After implementing a handler for APIs, let’s create an s3 listener to consume S3 events in lambda functions.

s3-listener.ts

import { Handler, S3Event, Context, Callback } from 'aws-lambda';
import AWS from 'aws-sdk';
import { S3Client, GetObjectCommand } from '@aws-sdk/client-s3'; // ES Modules import
import DBClient from './lib/DynamoDB/aws-dynamodb';
import { nanoid } from 'nanoid';
import fetch from 'node-fetch';
const s3 = new S3Client({ region: 'us-east-1' });

const awsS3 = new AWS.S3({
  region: 'us-east-1',
});

export const handler: Handler<S3Event, Context> = (
  event: S3Event,
  context: Context,
  callback: Callback,
) => {
  console.log('Event: ', JSON.stringify(event, null, 2));
  console.log('before event error', event.Records === null);
  if (event.Records === null) {
    console.log('event.Records === null', event.Records === null);

    const error = new Error('No records found');
    callback(error);
    return;
  }

  const s3Record = event.Records[0].s3;
  const bucketName = s3Record.bucket.name;

  // const s3 = new AWS.S3();

  const key = s3Record.object.key;

  // Remove the + from the key if it's added by S3
  const decodedKey = decodeURIComponent(key.replace(/\+/g, ' '));

  const headObjectParams = {
    Bucket: bucketName,
    Key: decodedKey,
  };

  awsS3
    .headObject(headObjectParams)
    .promise()
    .then(async (headObjectResponse) => {
      const customMetadata = headObjectResponse.Metadata;

      const originalFileName = customMetadata?.originalfilename;
      const uniqueFileName = customMetadata?.uniquefilename;
      const contentType = customMetadata?.contenttype;

      const dbClient = new DBClient();

      const insertResponse = await dbClient.create(
        {
          id: nanoid(),
          uniqueFileName: uniqueFileName,
          originalFileName: originalFileName,
          contentType: contentType,
          createdAt: new Date().toISOString(),
        },
        'files',
      );

      // if (insertResponse === null) {
      //   const error = new Error('Error inserting record');
      //   callback(error);
      //   return;
      // }
    })
    .catch((error) => {
      console.error('Error coming from headobject: ', error);
      callback(error);
    });

  // console.log("Event: ", JSON.stringify(event, null, 2));

  // callback(null, "Success");
};

Lambda Handler Function

export const handler: Handler<S3Event, Context> = (
  event: S3Event,
  context: Context,
  callback: Callback,
) => {
  console.log('Event: ', JSON.stringify(event, null, 2));
  ...
};

This function is triggered by an S3 event. It uses the provided event, context, and callback parameters to process the event and handle asynchronous operations.

Processing S3 records

const s3Record = event.Records[0].s3;

const bucketName = s3Record.bucket.name;
const key = s3Record.object.key;
const decodedKey = decodeURIComponent(key.replace(/\+/g, ' '));
  • Extracts the bucket name and object key from the first record of the S3 event.
  • Decodes the S3 object key to handle special characters that may be encoded during the upload process.
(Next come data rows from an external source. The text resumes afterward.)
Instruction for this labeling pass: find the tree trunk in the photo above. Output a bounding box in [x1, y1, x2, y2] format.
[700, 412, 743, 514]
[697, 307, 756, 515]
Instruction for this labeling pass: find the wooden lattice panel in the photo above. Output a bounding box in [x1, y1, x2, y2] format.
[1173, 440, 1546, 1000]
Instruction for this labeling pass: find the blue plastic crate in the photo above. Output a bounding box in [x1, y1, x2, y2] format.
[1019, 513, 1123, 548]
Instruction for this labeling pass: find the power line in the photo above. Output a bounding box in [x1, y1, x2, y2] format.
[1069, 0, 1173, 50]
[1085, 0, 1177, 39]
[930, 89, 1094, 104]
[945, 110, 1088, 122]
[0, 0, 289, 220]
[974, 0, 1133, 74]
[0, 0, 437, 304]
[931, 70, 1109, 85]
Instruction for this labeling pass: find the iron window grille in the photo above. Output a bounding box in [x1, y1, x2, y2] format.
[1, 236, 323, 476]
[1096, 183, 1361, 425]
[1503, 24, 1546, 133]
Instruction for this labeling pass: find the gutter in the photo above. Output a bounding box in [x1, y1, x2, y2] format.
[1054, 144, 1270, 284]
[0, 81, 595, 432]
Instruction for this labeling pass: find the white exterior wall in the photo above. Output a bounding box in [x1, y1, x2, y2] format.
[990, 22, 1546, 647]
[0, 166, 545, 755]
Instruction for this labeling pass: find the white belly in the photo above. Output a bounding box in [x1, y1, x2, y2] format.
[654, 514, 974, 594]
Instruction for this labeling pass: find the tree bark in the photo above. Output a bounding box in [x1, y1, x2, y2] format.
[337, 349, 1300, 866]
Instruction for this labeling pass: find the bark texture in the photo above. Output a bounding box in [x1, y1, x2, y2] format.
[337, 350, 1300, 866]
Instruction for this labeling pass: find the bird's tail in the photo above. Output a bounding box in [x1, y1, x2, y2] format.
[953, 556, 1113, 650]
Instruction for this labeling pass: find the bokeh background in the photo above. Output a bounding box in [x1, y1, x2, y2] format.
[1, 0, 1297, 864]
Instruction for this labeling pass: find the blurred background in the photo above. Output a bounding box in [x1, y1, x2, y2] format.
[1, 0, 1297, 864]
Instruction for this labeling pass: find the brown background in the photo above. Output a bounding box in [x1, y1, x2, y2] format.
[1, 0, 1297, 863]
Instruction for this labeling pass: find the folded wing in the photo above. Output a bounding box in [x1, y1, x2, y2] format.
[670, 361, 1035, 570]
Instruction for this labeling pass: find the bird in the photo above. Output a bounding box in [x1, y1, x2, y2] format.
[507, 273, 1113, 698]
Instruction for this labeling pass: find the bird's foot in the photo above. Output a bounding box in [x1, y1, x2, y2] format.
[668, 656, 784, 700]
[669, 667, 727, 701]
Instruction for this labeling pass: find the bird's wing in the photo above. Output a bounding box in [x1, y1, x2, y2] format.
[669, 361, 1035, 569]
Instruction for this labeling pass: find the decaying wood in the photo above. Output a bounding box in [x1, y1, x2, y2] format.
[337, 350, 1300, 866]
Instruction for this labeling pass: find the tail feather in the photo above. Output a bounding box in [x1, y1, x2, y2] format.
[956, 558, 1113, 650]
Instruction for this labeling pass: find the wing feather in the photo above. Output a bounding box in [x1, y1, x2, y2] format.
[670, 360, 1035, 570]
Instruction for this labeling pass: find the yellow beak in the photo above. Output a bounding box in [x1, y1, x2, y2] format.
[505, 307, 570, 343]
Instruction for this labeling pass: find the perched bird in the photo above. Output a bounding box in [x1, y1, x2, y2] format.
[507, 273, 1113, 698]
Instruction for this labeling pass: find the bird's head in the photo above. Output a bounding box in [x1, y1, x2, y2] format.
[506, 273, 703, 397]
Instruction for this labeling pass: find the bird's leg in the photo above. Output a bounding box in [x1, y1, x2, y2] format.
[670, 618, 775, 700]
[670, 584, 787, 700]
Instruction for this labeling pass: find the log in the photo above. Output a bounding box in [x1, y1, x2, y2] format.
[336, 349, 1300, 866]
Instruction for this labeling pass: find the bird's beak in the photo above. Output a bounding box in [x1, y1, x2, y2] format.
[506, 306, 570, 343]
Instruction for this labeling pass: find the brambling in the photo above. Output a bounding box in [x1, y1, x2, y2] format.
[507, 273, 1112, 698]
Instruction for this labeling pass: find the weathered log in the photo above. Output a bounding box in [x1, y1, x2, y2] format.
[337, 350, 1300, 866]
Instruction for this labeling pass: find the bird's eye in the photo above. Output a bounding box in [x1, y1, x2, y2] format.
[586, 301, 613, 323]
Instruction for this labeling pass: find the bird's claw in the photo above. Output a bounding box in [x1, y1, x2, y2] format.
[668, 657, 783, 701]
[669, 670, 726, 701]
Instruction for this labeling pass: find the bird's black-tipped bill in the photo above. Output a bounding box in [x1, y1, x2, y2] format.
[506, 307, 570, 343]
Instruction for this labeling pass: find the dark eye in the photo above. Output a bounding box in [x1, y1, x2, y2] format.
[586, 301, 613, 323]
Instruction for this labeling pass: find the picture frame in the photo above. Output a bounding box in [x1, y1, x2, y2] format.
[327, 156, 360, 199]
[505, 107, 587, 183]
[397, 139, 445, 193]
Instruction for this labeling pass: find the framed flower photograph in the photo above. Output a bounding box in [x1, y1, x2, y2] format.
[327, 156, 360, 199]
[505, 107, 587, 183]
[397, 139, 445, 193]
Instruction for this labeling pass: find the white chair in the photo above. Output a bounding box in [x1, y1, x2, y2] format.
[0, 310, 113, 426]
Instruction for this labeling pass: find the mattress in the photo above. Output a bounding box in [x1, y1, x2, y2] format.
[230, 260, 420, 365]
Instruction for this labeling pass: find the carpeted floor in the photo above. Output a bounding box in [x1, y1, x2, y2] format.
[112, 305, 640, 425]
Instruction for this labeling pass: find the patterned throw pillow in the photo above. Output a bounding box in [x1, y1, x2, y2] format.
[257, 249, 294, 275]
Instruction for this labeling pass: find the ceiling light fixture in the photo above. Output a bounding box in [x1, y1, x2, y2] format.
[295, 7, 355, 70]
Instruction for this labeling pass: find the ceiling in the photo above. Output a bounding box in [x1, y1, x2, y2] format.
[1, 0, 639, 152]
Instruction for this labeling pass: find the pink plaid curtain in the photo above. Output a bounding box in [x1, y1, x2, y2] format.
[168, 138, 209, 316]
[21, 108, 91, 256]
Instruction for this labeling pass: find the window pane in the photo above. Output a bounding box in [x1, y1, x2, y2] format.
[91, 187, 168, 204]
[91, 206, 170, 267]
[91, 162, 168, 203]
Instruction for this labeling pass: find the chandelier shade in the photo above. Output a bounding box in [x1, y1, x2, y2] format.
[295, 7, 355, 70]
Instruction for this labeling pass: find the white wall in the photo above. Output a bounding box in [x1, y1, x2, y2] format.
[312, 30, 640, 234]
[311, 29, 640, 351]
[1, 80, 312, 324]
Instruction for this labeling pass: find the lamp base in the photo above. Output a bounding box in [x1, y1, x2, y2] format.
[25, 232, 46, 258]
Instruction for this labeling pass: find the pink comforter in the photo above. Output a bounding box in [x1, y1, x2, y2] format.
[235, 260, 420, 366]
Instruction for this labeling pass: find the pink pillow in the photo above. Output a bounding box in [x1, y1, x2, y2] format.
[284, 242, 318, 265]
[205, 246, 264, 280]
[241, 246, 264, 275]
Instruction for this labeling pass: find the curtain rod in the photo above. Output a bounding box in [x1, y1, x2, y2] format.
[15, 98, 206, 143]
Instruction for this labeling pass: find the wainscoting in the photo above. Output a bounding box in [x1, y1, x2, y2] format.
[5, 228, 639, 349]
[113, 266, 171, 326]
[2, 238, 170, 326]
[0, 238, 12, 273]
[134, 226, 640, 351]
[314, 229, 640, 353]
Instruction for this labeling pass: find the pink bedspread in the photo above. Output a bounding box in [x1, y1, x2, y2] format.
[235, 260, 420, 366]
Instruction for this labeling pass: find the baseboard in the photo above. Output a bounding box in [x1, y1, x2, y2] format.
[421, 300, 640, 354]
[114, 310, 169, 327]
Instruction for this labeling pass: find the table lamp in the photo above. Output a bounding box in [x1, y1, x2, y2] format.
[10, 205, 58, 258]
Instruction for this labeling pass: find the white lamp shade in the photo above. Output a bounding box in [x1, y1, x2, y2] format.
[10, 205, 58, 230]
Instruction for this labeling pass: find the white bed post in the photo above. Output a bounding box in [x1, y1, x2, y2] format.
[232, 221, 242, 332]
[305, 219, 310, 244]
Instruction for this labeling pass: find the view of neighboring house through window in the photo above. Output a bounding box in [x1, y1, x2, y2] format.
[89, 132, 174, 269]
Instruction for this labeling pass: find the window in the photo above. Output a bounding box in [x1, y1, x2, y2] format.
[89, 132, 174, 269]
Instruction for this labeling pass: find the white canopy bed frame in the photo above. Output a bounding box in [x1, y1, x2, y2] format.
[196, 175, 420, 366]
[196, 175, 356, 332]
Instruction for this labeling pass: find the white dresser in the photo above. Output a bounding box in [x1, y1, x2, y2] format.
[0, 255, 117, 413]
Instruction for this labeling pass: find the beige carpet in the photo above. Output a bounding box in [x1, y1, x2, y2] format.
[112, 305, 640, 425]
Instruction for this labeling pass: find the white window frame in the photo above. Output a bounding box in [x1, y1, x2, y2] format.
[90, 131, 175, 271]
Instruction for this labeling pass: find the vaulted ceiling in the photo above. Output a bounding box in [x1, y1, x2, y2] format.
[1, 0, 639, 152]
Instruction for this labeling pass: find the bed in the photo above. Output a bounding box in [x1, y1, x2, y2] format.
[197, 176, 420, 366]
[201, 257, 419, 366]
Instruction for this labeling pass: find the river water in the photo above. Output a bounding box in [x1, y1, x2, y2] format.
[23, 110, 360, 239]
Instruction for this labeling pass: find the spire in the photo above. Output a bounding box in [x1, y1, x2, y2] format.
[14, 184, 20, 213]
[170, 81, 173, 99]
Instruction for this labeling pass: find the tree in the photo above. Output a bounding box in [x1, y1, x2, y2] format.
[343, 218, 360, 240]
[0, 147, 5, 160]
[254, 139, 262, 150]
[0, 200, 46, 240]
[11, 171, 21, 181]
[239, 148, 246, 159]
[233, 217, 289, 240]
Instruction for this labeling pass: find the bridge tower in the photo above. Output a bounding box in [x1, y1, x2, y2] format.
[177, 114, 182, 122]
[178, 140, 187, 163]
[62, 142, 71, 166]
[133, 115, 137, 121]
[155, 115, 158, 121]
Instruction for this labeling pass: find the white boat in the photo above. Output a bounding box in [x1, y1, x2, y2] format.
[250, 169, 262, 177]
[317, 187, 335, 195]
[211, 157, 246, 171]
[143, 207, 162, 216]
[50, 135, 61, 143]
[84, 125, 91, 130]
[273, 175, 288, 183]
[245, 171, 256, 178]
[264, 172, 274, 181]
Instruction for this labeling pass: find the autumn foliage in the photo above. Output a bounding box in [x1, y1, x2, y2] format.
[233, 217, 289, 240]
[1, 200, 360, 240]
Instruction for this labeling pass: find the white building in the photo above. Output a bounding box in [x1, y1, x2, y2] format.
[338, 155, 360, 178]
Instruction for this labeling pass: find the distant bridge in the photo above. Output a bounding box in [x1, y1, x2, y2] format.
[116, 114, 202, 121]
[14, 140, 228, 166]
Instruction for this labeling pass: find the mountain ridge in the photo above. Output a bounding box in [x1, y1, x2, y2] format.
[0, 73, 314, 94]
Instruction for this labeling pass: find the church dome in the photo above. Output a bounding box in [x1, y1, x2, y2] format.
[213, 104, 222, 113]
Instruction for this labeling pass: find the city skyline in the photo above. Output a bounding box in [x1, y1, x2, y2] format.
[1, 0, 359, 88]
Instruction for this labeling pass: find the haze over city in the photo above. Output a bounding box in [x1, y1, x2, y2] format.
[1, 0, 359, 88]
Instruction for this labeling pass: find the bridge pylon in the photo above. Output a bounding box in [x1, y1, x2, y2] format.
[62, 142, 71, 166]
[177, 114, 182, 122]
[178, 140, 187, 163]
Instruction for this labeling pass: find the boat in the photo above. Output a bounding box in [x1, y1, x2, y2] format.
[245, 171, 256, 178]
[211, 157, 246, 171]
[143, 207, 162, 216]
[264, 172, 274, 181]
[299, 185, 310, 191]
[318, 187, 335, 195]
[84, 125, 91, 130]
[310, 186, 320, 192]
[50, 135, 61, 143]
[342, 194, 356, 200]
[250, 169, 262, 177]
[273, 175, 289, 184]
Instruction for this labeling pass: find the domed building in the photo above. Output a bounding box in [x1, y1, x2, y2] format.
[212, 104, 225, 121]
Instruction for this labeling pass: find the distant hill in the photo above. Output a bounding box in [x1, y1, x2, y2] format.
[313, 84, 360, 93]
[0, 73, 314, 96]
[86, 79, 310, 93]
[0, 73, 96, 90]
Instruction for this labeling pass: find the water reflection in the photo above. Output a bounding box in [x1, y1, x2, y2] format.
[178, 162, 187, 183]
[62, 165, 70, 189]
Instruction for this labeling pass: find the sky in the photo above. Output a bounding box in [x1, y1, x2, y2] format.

** Fetching Object Metadata and Interacting with DynamoDB **


const headObjectParams = {
  Bucket: bucketName,
  Key: decodedKey,
};

awsS3.headObject(headObjectParams).promise().then(async (headObjectResponse) => {
  const customMetadata = headObjectResponse.Metadata;
  ...
  const insertResponse = await dbClient.create({
    id: nanoid(),
    uniqueFileName: uniqueFileName,
    originalFileName: originalFileName,
    contentType: contentType,
    createdAt: new Date().toISOString(),
  }, 'files');
});
  • Retrieves metadata for the S3 object using headObject, which is important for accessing custom metadata set during the file upload.
  • This metadata is used to create a new record in the DynamoDB table files. It includes the original and unique file names, content types, and creation timestamps.

Check out the complete code here

Deployment

Once you have the complete code, you can deploy API and S3 listener using

serverless deploy

It will deploy lambda functions to your AWS infrastructure and create URL to access API. We have built client side already to handle files and upload to s3.